Collaboration with other photographers is Westmore’s preferred method of pushing his limits and renewing his work. “I have fallen in with two rising stars from Western Australia: Tina Bartley and Sheldon Pettit (Capture’s 2014 and 2015 Emerging Landscape Photographer of the Year, and overall winner in 2015),” he says. Westmore shoots with them several times a year, and they exchange feedback online. “It’s very supportive, a little bit competitive, and very motivating. Everyone wants to lift the bar.”

Last year was a particularly successful one for Westmore. Not only did he hold a joint exhibition with Pettit at Team Digital, in Perth, but was also named runner-up in the landscape category of Capture’s Emerging Photographer of the Year competition. And since then, his images have been picked up by Bell Street Printworks Gallery in Torquay, Victoria.

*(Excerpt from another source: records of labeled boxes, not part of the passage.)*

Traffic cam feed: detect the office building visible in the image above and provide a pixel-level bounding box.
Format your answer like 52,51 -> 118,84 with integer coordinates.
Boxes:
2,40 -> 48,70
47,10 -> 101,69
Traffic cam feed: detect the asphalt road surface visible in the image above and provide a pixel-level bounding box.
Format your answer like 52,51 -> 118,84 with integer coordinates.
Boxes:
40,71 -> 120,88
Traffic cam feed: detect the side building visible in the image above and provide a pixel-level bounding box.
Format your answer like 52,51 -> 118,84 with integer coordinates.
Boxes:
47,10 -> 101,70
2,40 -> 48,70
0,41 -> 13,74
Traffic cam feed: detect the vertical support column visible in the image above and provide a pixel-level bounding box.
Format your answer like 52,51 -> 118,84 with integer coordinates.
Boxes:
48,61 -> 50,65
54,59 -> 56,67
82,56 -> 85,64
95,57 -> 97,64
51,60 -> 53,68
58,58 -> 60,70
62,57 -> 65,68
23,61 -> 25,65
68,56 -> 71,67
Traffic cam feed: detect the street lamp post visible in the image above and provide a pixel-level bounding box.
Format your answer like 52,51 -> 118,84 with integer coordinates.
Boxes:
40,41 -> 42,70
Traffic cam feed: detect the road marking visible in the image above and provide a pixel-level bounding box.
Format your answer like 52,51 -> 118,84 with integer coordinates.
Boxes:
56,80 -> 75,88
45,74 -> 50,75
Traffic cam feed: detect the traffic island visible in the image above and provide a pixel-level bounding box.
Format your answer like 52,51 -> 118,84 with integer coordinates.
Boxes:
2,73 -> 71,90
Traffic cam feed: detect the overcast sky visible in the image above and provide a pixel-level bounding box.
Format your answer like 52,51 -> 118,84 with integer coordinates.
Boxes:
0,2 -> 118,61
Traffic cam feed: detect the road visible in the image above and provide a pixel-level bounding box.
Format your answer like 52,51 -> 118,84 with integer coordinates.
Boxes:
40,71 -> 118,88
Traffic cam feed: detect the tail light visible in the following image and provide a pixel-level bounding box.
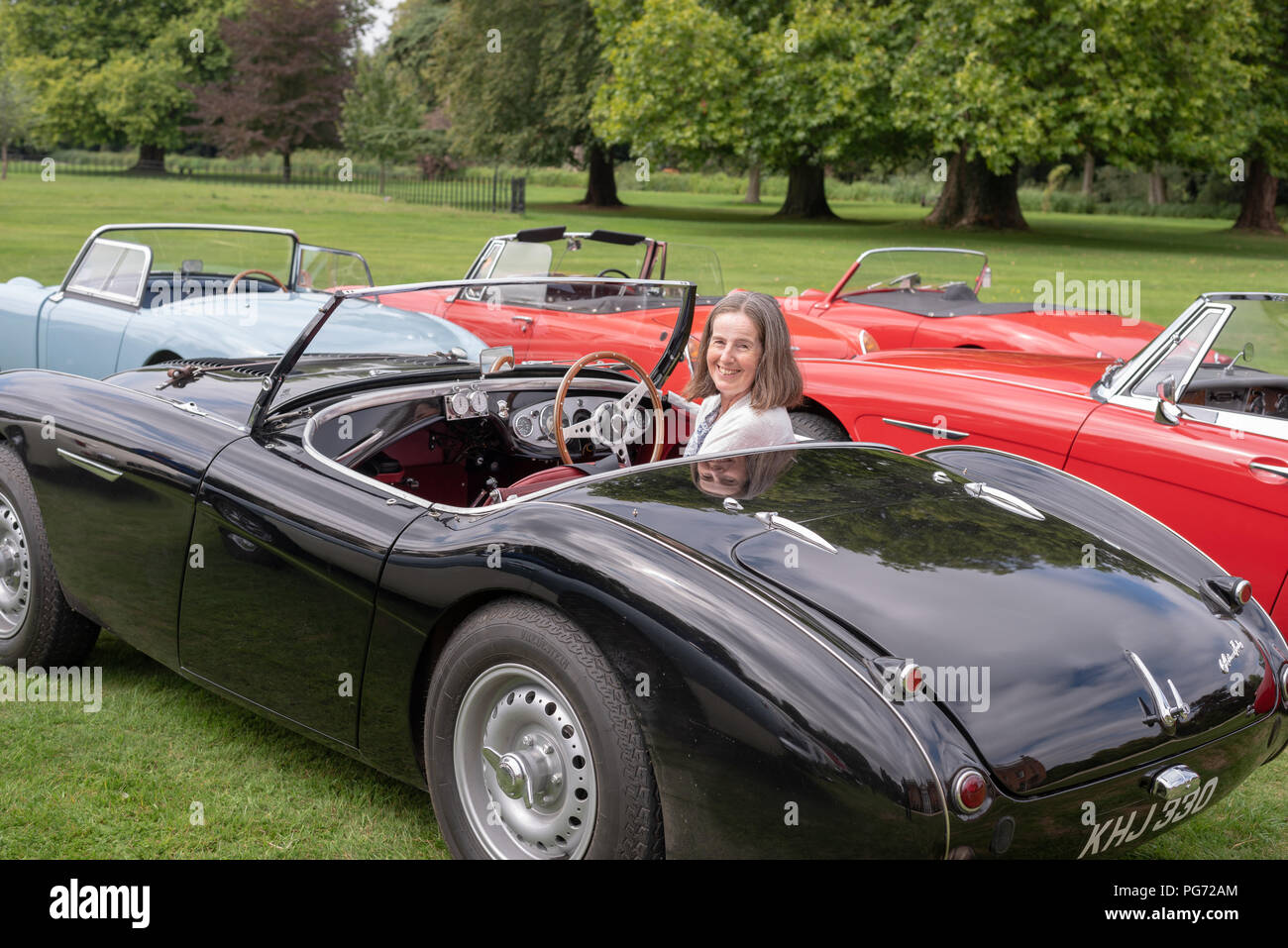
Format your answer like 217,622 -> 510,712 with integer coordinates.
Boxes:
1205,576 -> 1252,614
952,767 -> 988,814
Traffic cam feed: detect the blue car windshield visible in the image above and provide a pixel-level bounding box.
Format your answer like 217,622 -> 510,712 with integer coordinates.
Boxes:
99,227 -> 296,283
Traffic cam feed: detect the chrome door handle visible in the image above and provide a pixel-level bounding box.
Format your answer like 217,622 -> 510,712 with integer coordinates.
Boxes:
58,448 -> 125,484
881,419 -> 970,441
1248,461 -> 1288,479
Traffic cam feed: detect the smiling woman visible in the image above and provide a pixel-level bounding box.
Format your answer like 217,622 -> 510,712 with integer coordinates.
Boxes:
684,291 -> 804,455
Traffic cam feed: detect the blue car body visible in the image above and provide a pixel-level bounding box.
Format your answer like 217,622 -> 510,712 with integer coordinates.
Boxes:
0,224 -> 484,378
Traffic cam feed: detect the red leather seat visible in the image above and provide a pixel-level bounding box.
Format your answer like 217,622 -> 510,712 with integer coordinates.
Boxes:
501,464 -> 587,500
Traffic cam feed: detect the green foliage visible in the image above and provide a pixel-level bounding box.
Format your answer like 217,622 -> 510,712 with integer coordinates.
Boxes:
340,55 -> 443,164
383,0 -> 450,108
1042,164 -> 1073,211
0,0 -> 245,149
592,0 -> 912,170
1231,0 -> 1288,177
0,59 -> 36,149
893,0 -> 1250,174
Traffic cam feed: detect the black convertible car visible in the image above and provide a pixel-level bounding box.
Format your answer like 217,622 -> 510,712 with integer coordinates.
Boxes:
0,279 -> 1288,858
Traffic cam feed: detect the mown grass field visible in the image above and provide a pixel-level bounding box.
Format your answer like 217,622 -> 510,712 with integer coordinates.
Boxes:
0,175 -> 1288,859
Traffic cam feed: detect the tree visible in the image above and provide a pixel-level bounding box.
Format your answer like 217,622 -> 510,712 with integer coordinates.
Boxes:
1232,0 -> 1288,236
0,59 -> 36,181
193,0 -> 368,181
430,0 -> 621,207
340,55 -> 442,194
892,0 -> 1246,228
0,0 -> 242,171
593,0 -> 911,218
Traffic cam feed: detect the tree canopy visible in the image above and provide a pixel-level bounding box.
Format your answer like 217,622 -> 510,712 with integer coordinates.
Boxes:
430,0 -> 619,205
194,0 -> 369,180
892,0 -> 1250,227
592,0 -> 911,216
0,0 -> 244,170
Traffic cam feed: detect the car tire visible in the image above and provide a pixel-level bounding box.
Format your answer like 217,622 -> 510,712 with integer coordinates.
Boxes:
0,445 -> 98,669
425,597 -> 662,859
791,411 -> 850,441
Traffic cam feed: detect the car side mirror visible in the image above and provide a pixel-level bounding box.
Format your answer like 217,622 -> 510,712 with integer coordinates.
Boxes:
1154,374 -> 1185,425
480,345 -> 514,374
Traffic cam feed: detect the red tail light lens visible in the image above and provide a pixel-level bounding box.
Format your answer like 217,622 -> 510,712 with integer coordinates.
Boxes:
953,768 -> 988,812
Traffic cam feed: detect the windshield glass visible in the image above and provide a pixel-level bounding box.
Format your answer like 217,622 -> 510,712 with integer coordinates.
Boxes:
94,227 -> 295,283
845,248 -> 988,296
296,244 -> 371,290
260,277 -> 695,417
1132,296 -> 1288,404
1205,296 -> 1288,377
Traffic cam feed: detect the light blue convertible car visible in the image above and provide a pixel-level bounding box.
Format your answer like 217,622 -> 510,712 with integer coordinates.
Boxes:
0,224 -> 484,378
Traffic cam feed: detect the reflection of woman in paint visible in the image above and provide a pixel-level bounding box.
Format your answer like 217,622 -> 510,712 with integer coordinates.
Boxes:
691,451 -> 796,500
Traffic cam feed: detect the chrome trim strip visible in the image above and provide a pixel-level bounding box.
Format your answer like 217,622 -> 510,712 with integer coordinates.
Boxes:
752,509 -> 836,557
335,428 -> 385,464
881,419 -> 970,441
1108,395 -> 1288,442
58,448 -> 125,484
962,480 -> 1046,520
551,499 -> 953,859
300,376 -> 664,516
1248,461 -> 1288,477
912,445 -> 1236,589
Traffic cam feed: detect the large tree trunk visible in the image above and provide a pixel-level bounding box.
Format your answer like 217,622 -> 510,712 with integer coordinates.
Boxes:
926,142 -> 1029,231
742,161 -> 760,203
1234,158 -> 1284,236
130,145 -> 164,174
1149,164 -> 1167,203
774,161 -> 836,219
581,142 -> 622,207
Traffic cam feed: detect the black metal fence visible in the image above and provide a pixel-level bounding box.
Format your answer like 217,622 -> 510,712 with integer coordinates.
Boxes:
1,155 -> 527,214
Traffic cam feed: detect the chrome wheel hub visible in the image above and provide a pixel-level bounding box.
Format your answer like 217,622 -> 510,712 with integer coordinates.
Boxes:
0,493 -> 31,639
452,664 -> 596,859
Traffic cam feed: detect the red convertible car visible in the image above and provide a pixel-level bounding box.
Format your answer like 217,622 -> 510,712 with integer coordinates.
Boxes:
782,248 -> 1163,358
798,292 -> 1288,629
374,227 -> 877,391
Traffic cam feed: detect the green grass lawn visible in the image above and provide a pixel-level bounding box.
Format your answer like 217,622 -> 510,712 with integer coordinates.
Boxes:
0,174 -> 1288,323
0,175 -> 1288,859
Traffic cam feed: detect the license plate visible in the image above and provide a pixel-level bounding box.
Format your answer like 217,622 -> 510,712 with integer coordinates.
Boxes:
1078,777 -> 1218,859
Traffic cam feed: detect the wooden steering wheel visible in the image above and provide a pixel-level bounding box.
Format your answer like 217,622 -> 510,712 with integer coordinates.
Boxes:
555,352 -> 666,468
228,270 -> 286,295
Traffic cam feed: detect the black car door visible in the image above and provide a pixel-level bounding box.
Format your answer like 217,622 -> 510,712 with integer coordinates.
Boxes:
5,372 -> 241,668
179,432 -> 424,746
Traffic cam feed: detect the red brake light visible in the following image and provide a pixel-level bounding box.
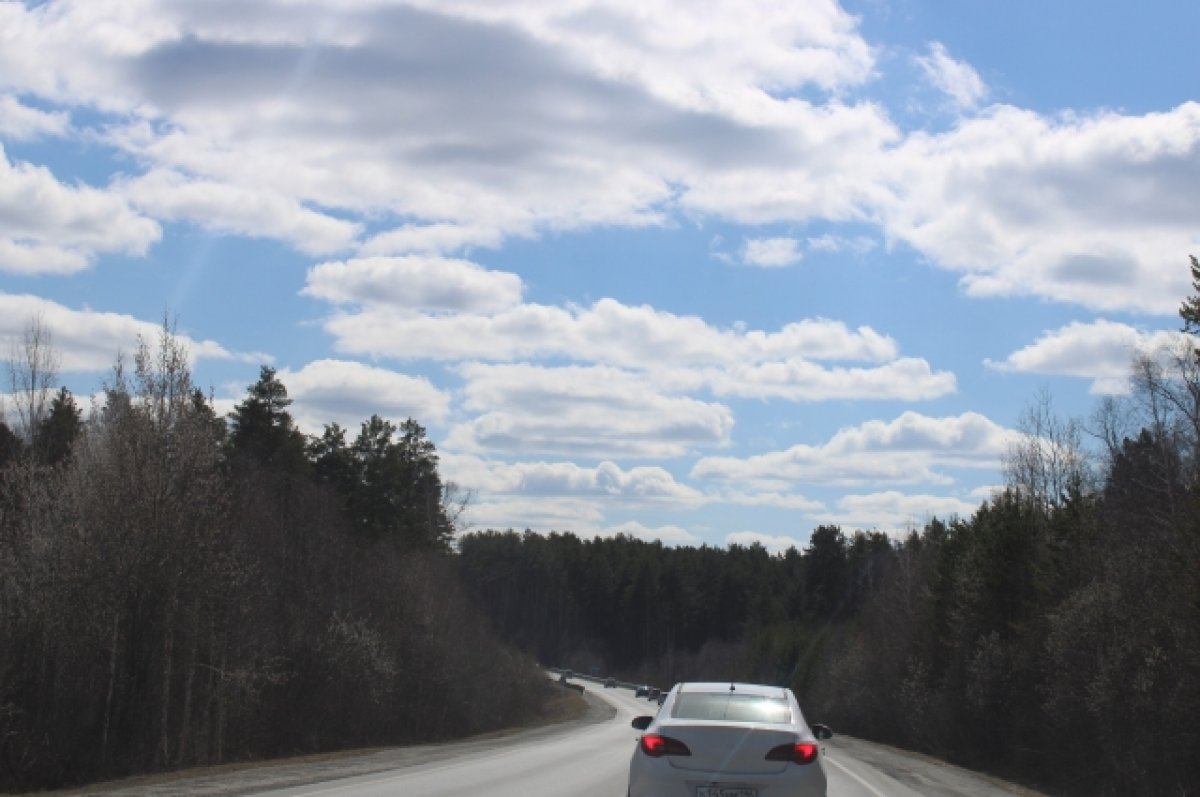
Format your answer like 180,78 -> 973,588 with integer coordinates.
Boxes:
641,733 -> 691,759
767,742 -> 821,763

Recently, Westmore’s interest has focussed on the urban landscape. “Somehow, my long suit has become urban and industrial images,” he says. “My teenage kids are my location spotters. They come home with reports of abandoned shopping trolleys in rivers and drains.”


Westmore is motivated by the search for the unexpected. “I like the idea of finding something beautiful or remarkable, where it is not expected,” he says. “I’m interested in decay and renewal.” He always has something to do, though. ”I still haven’t seen a landscape I didn’t want to photograph,” he says.